Człowiek tak namieszał w środowisku, że zwierzę to, na niektórych wodach, w tym "mojej" tylko pogarsza i tak już zły stan.
#5502 OFFLINE
Napisano 17 styczeń 2018 - 20:04
Bartek bóbr jest "inżynierem", zobacz te samo miejsce za dwadzieścia trzydzieści lat i zmienisz zdanie. Miejsca, które były zmeliorowane i przesuszone odżywają na DUŻY plus. Ale tu znowu dużo pisania by trzeba.
A kikut o którym piszesz nie jest ważny, ważne jest, że drzewo leży w poprzek rzeki i zmienia jej prędkość, stwarza schronienie itp.
- eRKa lubi to
#5503 OFFLINE
Napisano 17 styczeń 2018 - 20:27
Ja bym bardzo chciał, żeby leżało i zmieniało rzekę. O tym właśnie piszę. Ten kikut, to kilkumetrowy klocek bez gałęzi, z którego cześć leży na brzegu, a ta część w wodzie w minimalnym stopniu wpływa na układ nurtu w rzece(bo ma dwa metry długości i średnicę max kilkudziesięciu centymetrów), która ma 50 metrów szerokości, półtora głębokości i przepływ 30m3/sek. Oczywiście lepsze, to niż nic, ale gdyby leżało całe z gałęziami i wszystkim co zatrzyma się na nim płynąc z nurtem(gałęzie, rośliny) byłaby bajka. I była jeszcze 15 lat temu. Potem wjechali idioci, którzy z publicznych pieniędzy zniszczyli rzekę wyciągając zwaliska. A teraz między innymi bobry nie pozwalają odrodzić się rzece.
Nie mają naturalnych wrogów, żarcia w bród i populacja cały czas rośnie. A to na pewno nie jest naturalne zjawisko. Często tak się dzieje jak się człowiek do przyrody za bardzo miesza.
#5504 OFFLINE
Napisano 17 styczeń 2018 - 20:36
"Potem wjechali idioci, którzy z publicznych pieniędzy zniszczyli rzekę wyciągając zwaliska.
Często tak się dzieje jak się człowiek do przyrody za bardzo miesza."
Taaa... wszystko przez te bobry...
Kolego - temat rzeka... ale jak sam napisałeś - to przede wszystkim ludzie są odpowiedzialni za niekorzystne zmiany.

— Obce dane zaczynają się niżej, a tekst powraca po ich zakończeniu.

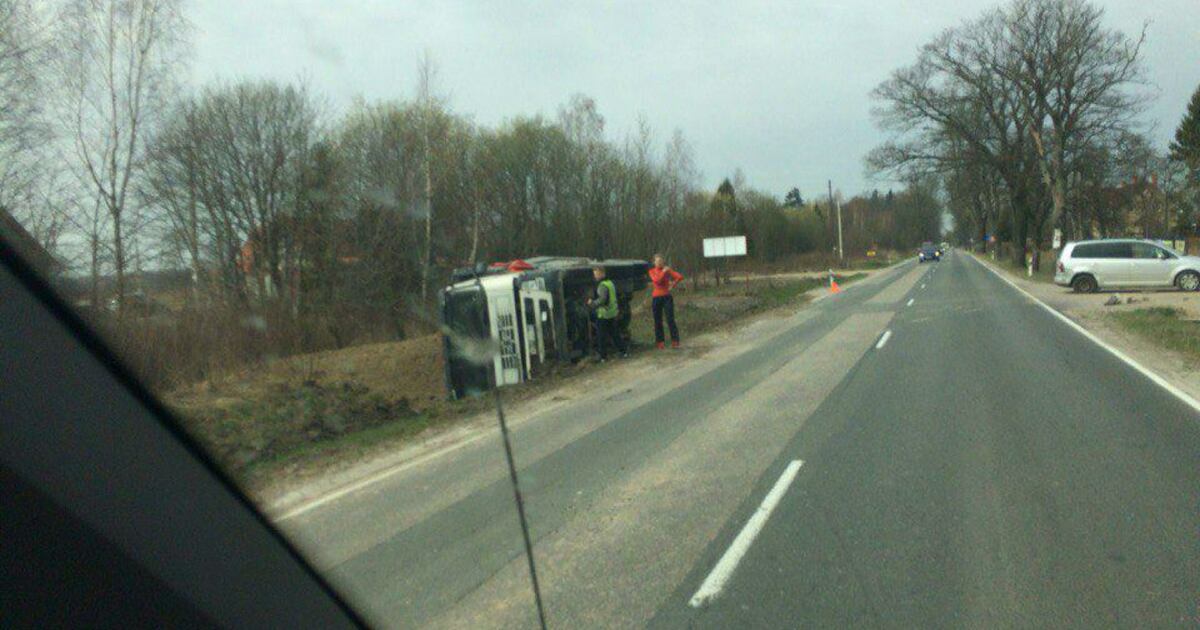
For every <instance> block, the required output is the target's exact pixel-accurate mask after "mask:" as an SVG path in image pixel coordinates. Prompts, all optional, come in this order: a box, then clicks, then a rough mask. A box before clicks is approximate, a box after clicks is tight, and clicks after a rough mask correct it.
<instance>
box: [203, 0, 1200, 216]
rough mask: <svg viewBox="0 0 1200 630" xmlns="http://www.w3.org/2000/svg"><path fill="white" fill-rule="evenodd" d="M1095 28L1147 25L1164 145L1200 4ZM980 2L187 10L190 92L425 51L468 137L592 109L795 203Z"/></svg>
mask: <svg viewBox="0 0 1200 630" xmlns="http://www.w3.org/2000/svg"><path fill="white" fill-rule="evenodd" d="M1098 4H1099V5H1100V6H1103V7H1105V10H1106V12H1108V22H1109V25H1110V26H1115V28H1118V29H1122V30H1124V31H1126V32H1129V34H1134V32H1136V31H1138V30H1139V29H1140V28H1141V24H1142V23H1144V22H1147V20H1148V22H1150V23H1151V24H1150V31H1148V41H1147V44H1146V48H1145V61H1146V67H1147V70H1148V73H1150V77H1151V79H1152V80H1153V82H1154V84H1156V89H1157V91H1158V92H1159V98H1158V101H1157V102H1156V104H1154V106H1153V107H1152V109H1151V110H1150V112H1148V113H1147V116H1146V119H1147V122H1154V124H1157V128H1156V131H1154V133H1153V137H1154V139H1156V142H1157V143H1158V144H1159V145H1162V146H1165V145H1166V142H1168V140H1169V138H1170V137H1171V134H1172V133H1174V128H1175V126H1176V125H1177V122H1178V120H1180V118H1181V116H1182V114H1183V110H1184V107H1186V104H1187V100H1188V97H1189V96H1190V94H1192V91H1193V90H1195V88H1196V85H1198V84H1200V0H1099V1H1098ZM995 5H996V1H994V0H834V1H828V0H797V1H792V2H749V1H744V0H739V1H736V2H731V1H725V2H690V4H683V2H678V4H677V2H658V1H644V0H642V1H637V2H612V4H607V2H605V4H601V2H594V4H588V5H587V6H584V2H581V1H575V0H571V1H563V0H550V1H528V2H512V1H505V2H499V1H497V2H490V1H484V0H466V1H449V0H437V1H425V2H409V1H401V0H388V1H383V0H380V1H353V0H341V1H316V0H308V1H296V0H271V1H264V0H252V1H246V0H196V2H194V4H193V5H192V6H191V11H190V16H191V18H192V22H193V24H194V26H196V34H194V48H196V61H194V66H193V78H194V80H196V82H197V83H203V82H208V80H214V79H223V80H233V79H241V78H272V79H277V80H296V79H304V80H306V82H307V83H308V84H310V85H311V86H312V88H313V89H314V90H316V91H318V92H320V94H322V95H324V96H325V97H326V98H328V100H329V102H330V104H331V106H332V107H334V108H344V107H346V106H347V104H348V103H350V102H352V100H353V98H354V97H356V96H361V97H365V98H367V100H382V98H407V97H410V96H412V94H413V91H414V86H415V73H416V72H415V71H416V59H418V56H419V54H420V53H421V52H422V50H428V52H430V53H431V56H432V58H433V59H434V61H436V62H437V66H438V68H439V77H438V85H437V86H438V90H439V91H440V92H442V94H443V95H444V96H446V97H448V100H449V103H450V107H451V108H452V109H454V110H455V112H457V113H460V114H466V115H468V116H470V118H473V119H474V120H475V121H476V122H480V124H485V125H498V124H500V122H502V121H504V120H505V119H510V118H514V116H517V115H533V114H539V113H540V114H545V115H547V116H553V115H554V114H556V112H557V109H558V107H559V106H560V104H562V103H564V102H565V101H566V100H568V98H569V97H570V95H571V94H575V92H583V94H587V95H589V96H592V97H594V98H595V100H596V102H598V104H599V108H600V113H601V114H602V115H604V116H605V119H606V121H607V133H608V137H610V138H612V139H617V140H619V139H622V138H624V137H625V134H628V133H629V131H630V130H631V128H632V127H634V125H635V121H636V119H637V116H638V115H640V114H641V115H644V116H646V119H647V120H648V121H649V124H650V126H652V127H653V128H654V131H655V133H656V137H658V139H659V140H660V142H665V140H666V139H667V138H668V137H670V133H671V131H672V130H673V128H677V127H678V128H680V130H682V131H683V132H684V136H685V137H686V138H688V139H689V142H690V143H691V145H692V148H694V149H695V152H696V162H697V166H698V168H700V169H701V172H702V174H703V181H704V184H706V185H709V186H714V187H715V185H716V182H719V181H720V179H721V178H724V176H726V175H730V174H732V173H733V170H734V169H736V168H739V167H740V168H742V169H743V172H744V173H745V175H746V179H748V180H749V181H750V184H751V185H754V186H756V187H760V188H763V190H767V191H772V192H775V193H778V194H782V193H784V192H785V191H786V190H788V188H790V187H792V186H799V187H800V190H802V191H804V193H805V197H809V196H811V194H815V193H817V192H821V191H823V190H824V181H826V179H833V180H834V186H835V187H838V188H840V190H842V191H845V192H847V193H854V192H859V191H864V190H870V188H872V187H881V188H883V187H887V186H888V184H887V182H871V181H869V180H868V179H866V175H865V174H864V172H863V156H864V155H865V154H866V151H869V150H870V149H871V148H872V146H875V145H876V144H877V143H878V142H880V139H881V134H880V132H878V131H877V130H876V128H875V126H874V125H872V122H871V116H870V108H871V100H870V97H869V92H870V90H871V88H874V86H875V85H876V84H877V83H880V82H881V80H882V79H884V78H886V77H887V74H888V72H889V71H890V70H893V68H895V67H898V66H900V65H904V64H908V62H911V61H912V59H913V58H914V56H916V50H917V48H918V47H919V46H920V44H922V43H924V42H926V41H928V40H929V38H930V37H932V36H934V35H936V34H937V32H938V31H941V30H943V29H946V28H948V26H952V25H955V24H958V23H960V22H962V20H964V19H967V18H971V17H974V16H978V14H979V13H980V12H982V11H983V10H985V8H988V7H991V6H995Z"/></svg>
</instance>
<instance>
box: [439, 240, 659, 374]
mask: <svg viewBox="0 0 1200 630" xmlns="http://www.w3.org/2000/svg"><path fill="white" fill-rule="evenodd" d="M594 265H600V266H604V268H605V274H606V275H607V277H608V280H612V282H613V284H614V286H616V287H617V299H618V305H619V306H620V314H619V318H618V330H619V331H620V335H623V336H625V340H626V341H628V340H629V320H630V302H631V301H632V299H634V294H635V293H637V292H638V290H642V289H644V288H646V287H647V284H648V283H649V278H648V276H647V271H648V270H649V266H650V265H649V263H647V262H644V260H592V259H588V258H568V257H550V256H544V257H536V258H528V259H526V260H514V262H511V263H497V264H496V265H492V266H490V268H485V266H484V265H480V266H479V268H474V269H472V268H467V269H457V270H455V271H454V274H452V275H451V282H452V283H451V284H450V286H449V287H445V288H444V289H442V292H440V293H439V295H438V307H439V312H440V317H442V324H443V338H442V352H443V358H444V361H443V362H444V366H445V382H446V389H448V390H449V394H450V397H452V398H462V397H463V396H469V395H473V394H478V392H480V391H484V390H487V389H490V388H491V386H492V385H493V384H494V385H498V386H503V385H514V384H517V383H523V382H526V380H529V379H532V378H535V377H536V376H538V374H539V373H541V372H542V371H544V370H546V368H547V367H548V365H547V364H550V362H552V361H577V360H578V359H581V358H583V356H586V355H587V354H589V353H590V350H592V348H593V343H594V338H595V331H594V328H593V325H592V324H593V319H592V313H590V311H589V308H588V307H587V304H586V301H587V299H588V298H589V296H590V295H592V293H593V290H594V288H595V278H593V276H592V268H593V266H594Z"/></svg>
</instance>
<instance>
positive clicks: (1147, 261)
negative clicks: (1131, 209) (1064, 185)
mask: <svg viewBox="0 0 1200 630" xmlns="http://www.w3.org/2000/svg"><path fill="white" fill-rule="evenodd" d="M1054 281H1055V284H1061V286H1063V287H1070V288H1073V289H1075V290H1076V292H1079V293H1091V292H1094V290H1098V289H1100V288H1105V289H1110V288H1169V287H1178V288H1180V289H1183V290H1200V257H1195V256H1184V254H1181V253H1180V252H1176V251H1175V250H1171V248H1170V247H1166V246H1164V245H1162V244H1158V242H1154V241H1148V240H1140V239H1105V240H1092V241H1076V242H1068V244H1067V245H1066V246H1064V247H1063V248H1062V254H1061V256H1060V257H1058V265H1057V266H1056V268H1055V275H1054Z"/></svg>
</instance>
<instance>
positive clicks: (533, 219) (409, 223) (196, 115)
mask: <svg viewBox="0 0 1200 630" xmlns="http://www.w3.org/2000/svg"><path fill="white" fill-rule="evenodd" d="M604 132H605V130H604V119H602V118H601V115H600V114H599V112H598V110H596V106H595V102H594V101H592V100H590V98H588V97H584V96H575V97H572V98H571V100H570V102H569V103H568V104H565V106H564V107H562V108H560V110H559V112H558V115H557V118H556V119H552V120H547V119H545V118H542V116H533V118H516V119H514V120H511V121H509V122H505V124H503V125H500V126H499V127H497V128H487V127H482V126H478V125H474V124H472V122H470V121H469V119H467V118H466V116H461V115H457V114H455V113H452V112H450V110H449V109H448V108H446V107H444V106H443V104H442V103H440V102H438V101H437V100H436V98H432V97H428V96H426V95H424V94H419V95H418V97H416V98H414V100H412V101H395V102H383V103H358V104H355V106H354V107H353V108H352V109H350V112H349V113H347V114H346V115H344V116H342V118H340V119H337V120H335V121H334V122H332V124H329V125H325V126H323V125H322V122H320V116H319V114H318V108H317V106H316V103H314V101H313V97H312V96H311V95H310V94H308V92H307V91H306V90H305V89H304V88H298V86H283V85H278V84H274V83H239V84H233V85H217V86H209V88H205V89H203V90H202V91H200V92H199V94H198V95H196V96H192V97H187V98H185V100H184V101H182V102H181V103H179V104H178V106H176V107H175V108H174V109H173V110H172V113H170V114H169V115H168V116H167V118H166V120H164V122H163V125H162V127H161V130H160V131H158V132H157V133H156V136H155V137H154V138H152V139H151V140H150V143H149V156H150V160H149V167H148V169H146V173H145V180H144V186H143V187H142V188H139V191H140V193H142V197H140V200H142V203H143V204H145V205H146V206H148V208H152V209H154V212H156V214H160V215H161V216H162V218H163V220H164V223H163V226H164V227H166V228H167V229H166V232H164V233H163V236H164V239H163V240H162V241H161V242H160V247H162V252H163V253H164V254H166V256H167V257H168V258H169V260H170V263H172V264H173V265H178V266H180V268H185V269H188V270H192V275H193V278H196V289H197V295H198V296H203V298H205V299H214V298H215V299H220V300H221V301H224V302H235V304H241V305H246V306H250V305H256V304H258V305H260V304H264V302H269V301H274V302H278V304H282V305H287V307H288V308H290V310H292V311H293V312H295V313H300V312H304V311H305V310H316V311H319V312H338V311H344V310H348V308H359V310H370V311H376V312H391V313H394V314H395V316H396V325H397V329H396V331H397V332H398V334H403V322H407V320H410V319H412V312H410V311H412V307H413V306H414V305H427V304H428V302H430V300H431V299H432V294H433V292H436V289H437V288H439V287H440V286H442V284H443V283H444V282H445V280H446V277H448V276H449V271H450V270H451V269H454V268H456V266H467V265H473V264H475V263H476V262H493V260H508V259H512V258H523V257H532V256H544V254H564V256H586V257H593V258H623V257H624V258H649V256H650V254H652V253H654V252H662V253H665V254H667V256H668V257H671V258H672V259H673V260H676V264H678V265H682V266H684V268H691V269H697V270H698V269H701V268H702V266H703V260H702V259H701V258H700V253H701V251H702V250H701V241H702V239H703V238H704V236H713V235H726V234H746V235H748V236H749V241H750V247H751V256H752V257H754V258H756V259H762V260H767V262H773V260H778V259H780V258H784V257H787V256H792V254H799V253H805V252H812V251H832V248H833V246H834V245H835V242H836V241H835V229H836V226H835V224H834V221H835V216H834V212H833V211H832V209H830V205H829V203H828V202H827V203H826V204H824V205H821V204H803V200H800V203H794V202H793V203H792V204H791V205H785V203H784V202H782V200H780V199H779V198H778V197H776V196H772V194H768V193H763V192H760V191H755V190H752V188H749V187H745V186H742V192H739V191H738V190H737V188H736V187H734V185H733V182H731V181H726V182H724V184H722V185H721V186H720V187H719V188H718V191H715V192H714V193H709V192H704V191H702V190H701V188H700V186H698V184H697V179H698V175H697V173H696V169H695V167H694V160H692V155H691V150H690V148H689V146H688V144H686V140H685V139H684V138H683V136H682V134H680V133H679V132H676V133H674V134H673V136H672V137H671V138H670V140H667V142H666V143H665V144H664V145H662V146H658V145H656V144H655V143H654V137H653V133H652V132H650V130H649V127H648V126H646V125H644V124H642V125H640V126H638V128H637V131H636V132H635V133H634V134H632V136H631V137H630V138H628V139H626V140H625V142H624V143H623V144H616V143H612V142H610V140H607V139H605V133H604ZM940 208H941V206H940V204H938V203H937V199H936V198H935V196H934V191H932V190H929V187H928V186H926V187H922V186H916V187H913V188H912V190H911V191H907V192H904V193H901V194H899V196H896V194H894V193H890V192H889V193H887V194H886V196H881V194H878V193H875V194H872V196H871V197H868V198H854V199H852V200H850V202H848V203H846V204H845V209H844V215H845V216H844V238H845V240H846V246H847V247H848V248H850V250H851V251H858V252H860V251H863V250H865V248H868V247H872V246H883V247H901V246H905V247H907V246H910V245H913V244H914V242H919V241H920V240H922V239H930V238H936V236H937V234H938V224H940V214H941V210H940Z"/></svg>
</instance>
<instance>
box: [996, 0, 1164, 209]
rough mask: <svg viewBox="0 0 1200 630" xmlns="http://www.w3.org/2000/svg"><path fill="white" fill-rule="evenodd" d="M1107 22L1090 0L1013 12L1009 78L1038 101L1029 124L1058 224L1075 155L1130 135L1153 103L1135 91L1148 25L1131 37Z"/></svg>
mask: <svg viewBox="0 0 1200 630" xmlns="http://www.w3.org/2000/svg"><path fill="white" fill-rule="evenodd" d="M1103 19H1104V11H1103V10H1102V8H1099V7H1096V6H1093V5H1091V4H1090V2H1087V1H1085V0H1018V1H1016V2H1014V4H1013V5H1012V7H1010V8H1009V10H1008V12H1007V24H1008V35H1009V42H1010V46H1012V47H1013V48H1014V49H1015V50H1016V53H1018V56H1019V58H1020V64H1019V65H1016V66H1009V67H1008V68H1007V70H1012V71H1013V72H1010V73H1009V74H1008V76H1007V77H1006V78H1007V79H1008V80H1010V82H1012V83H1013V84H1014V86H1015V89H1016V90H1019V91H1020V94H1022V95H1024V97H1026V98H1027V100H1028V101H1030V102H1028V106H1027V107H1026V108H1025V113H1026V116H1027V120H1026V121H1025V124H1026V125H1027V126H1028V128H1030V136H1031V138H1032V139H1033V145H1034V149H1036V151H1037V155H1038V161H1039V169H1040V173H1042V179H1043V182H1044V184H1045V186H1046V187H1048V188H1049V192H1050V198H1051V203H1052V212H1051V215H1050V217H1049V224H1050V226H1052V227H1054V226H1057V224H1058V223H1060V221H1061V220H1062V218H1063V214H1064V211H1066V206H1067V198H1068V191H1067V188H1068V182H1069V179H1070V175H1072V170H1070V166H1072V162H1070V160H1069V156H1070V154H1072V151H1076V150H1079V148H1080V146H1082V145H1086V144H1087V143H1091V142H1093V140H1094V139H1097V138H1099V137H1102V136H1105V134H1111V133H1115V132H1118V131H1126V130H1127V128H1129V127H1130V126H1132V125H1133V122H1134V119H1135V116H1136V115H1138V114H1139V113H1140V112H1141V110H1142V106H1144V104H1145V98H1146V97H1145V95H1142V94H1138V92H1135V91H1133V89H1135V88H1138V86H1140V85H1144V84H1145V79H1144V71H1142V67H1141V64H1140V52H1141V46H1142V43H1144V42H1145V40H1146V26H1142V30H1141V32H1140V34H1139V36H1138V37H1135V38H1130V37H1127V36H1126V35H1124V34H1122V32H1120V31H1116V30H1111V29H1106V28H1104V24H1103ZM1046 127H1049V130H1046Z"/></svg>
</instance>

A zwierzęta - cóż - dopasowują się do tych zmian, lub giną bezpowrotnie.
- jacekp29 lubi to
#5505 OFFLINE
Napisano 17 styczeń 2018 - 21:21
- silurus i eRKa lubią to
#5506 OFFLINE
Napisano 17 styczeń 2018 - 21:41
Są dwa wyjścia. Albo wejść tam z piłą i przyciąć wszystko tak żeby można było w miarę swobodnie chodzic , albo dać sobie spokój....Ale korci ,bo tam zawsze były najlepsze ryby....
#5507 OFFLINE
Napisano 18 styczeń 2018 - 09:41
Łowienie proste jak konstrukcja cepa bo ryby stały w brzegu. Rapala 5cm floating i zawsze coś miałem.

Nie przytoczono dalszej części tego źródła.